Dalam mengatasi tantangan tersebut, diperlukan tindakan-tindakan preventif. Menurut Ika, para stakeholder terkait perlu menyepakati sebuah protokol untuk menjamin terbukanya akses atas informasi mengenai pemilu bagi publik. Selain itu, perlu dilaksanakan sosialisasi UU Pers, terutama kepada partai politik dari nasional hingga ke tingkat daerah.
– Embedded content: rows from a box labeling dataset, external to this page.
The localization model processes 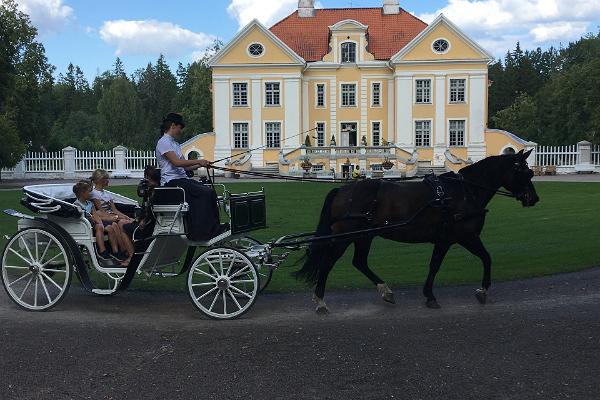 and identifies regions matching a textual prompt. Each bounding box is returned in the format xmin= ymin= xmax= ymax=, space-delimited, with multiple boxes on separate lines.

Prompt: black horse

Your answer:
xmin=295 ymin=151 xmax=539 ymax=313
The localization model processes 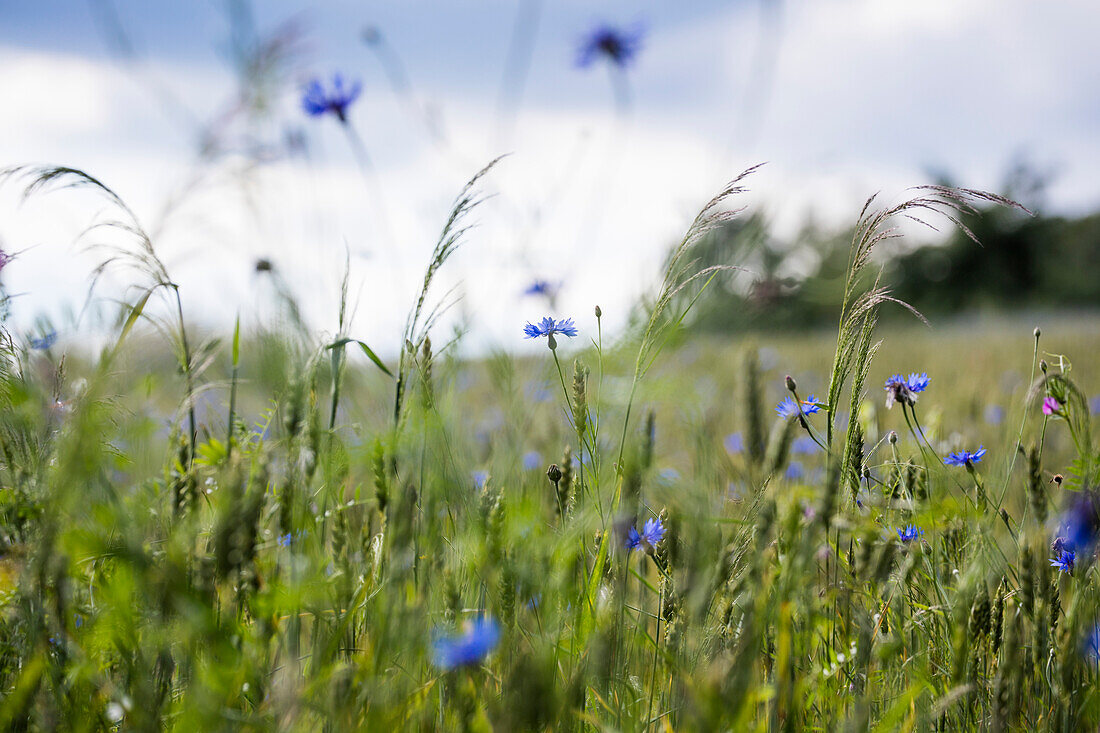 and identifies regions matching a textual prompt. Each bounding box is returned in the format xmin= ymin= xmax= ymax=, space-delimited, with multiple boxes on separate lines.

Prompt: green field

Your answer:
xmin=0 ymin=168 xmax=1100 ymax=731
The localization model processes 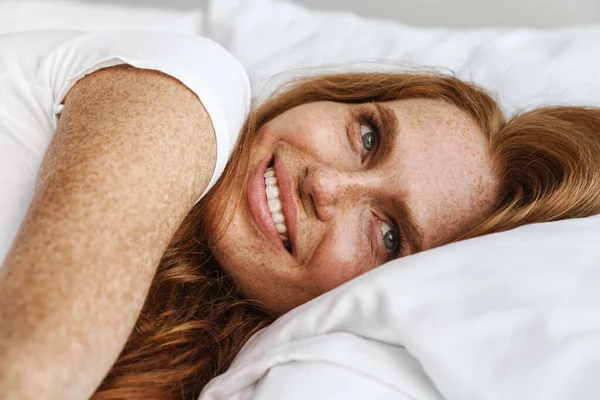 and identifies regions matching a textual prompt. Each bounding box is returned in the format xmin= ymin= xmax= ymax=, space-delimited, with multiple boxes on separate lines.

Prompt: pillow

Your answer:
xmin=207 ymin=0 xmax=600 ymax=113
xmin=0 ymin=1 xmax=202 ymax=34
xmin=200 ymin=215 xmax=600 ymax=400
“Kemudian, penting juga agar perusahaan media memberikan panduan keamanaan kepada para jurnalisnya untuk meliput pemilu. Termasuk juga memberikan training, bagaimana ketika jurnalis mendapatkan kekerasan.. Penting juga agar media membentuk SOP Anti-Kekerasan Seksual baik secara internal maupun ketika meliput pemilu, termasuk saat meliput acara kepartaian.” Imbuh Ika.
Selain melakukan tindakan preventif, perwujudan ruang aman jurnalis juga harus dilakukan melalui penguatan mekanisme perlindungan nasional. Di antaranya pemberian bantuan dana dan penguatan bantuan hukum bagi jurnalis korban kekerasan. Ika menambahkan, perlu juga mendorong pelaksanaan training berperspektif pers bagi aparat penegak hukum.
Selepas para pemantik diskusi menyampaikan paparannya, para stakeholder mengemukakan rencana tindakan konkrit yang akan dilakukan masing-maisng lembaga untuk mengatasi tantangan tersebut. Hal ini dimanifestasikan dalam bentuk penandatanganan komitmen para perwakilan lembaga untuk turut menjaga independensi media dan ruang aman bagi jurnalis. Harapannya, pertemuan ini berkontribusi bagi tegaknya kebebasan pers dan terlaksananya pemilu yang adil dan transparan.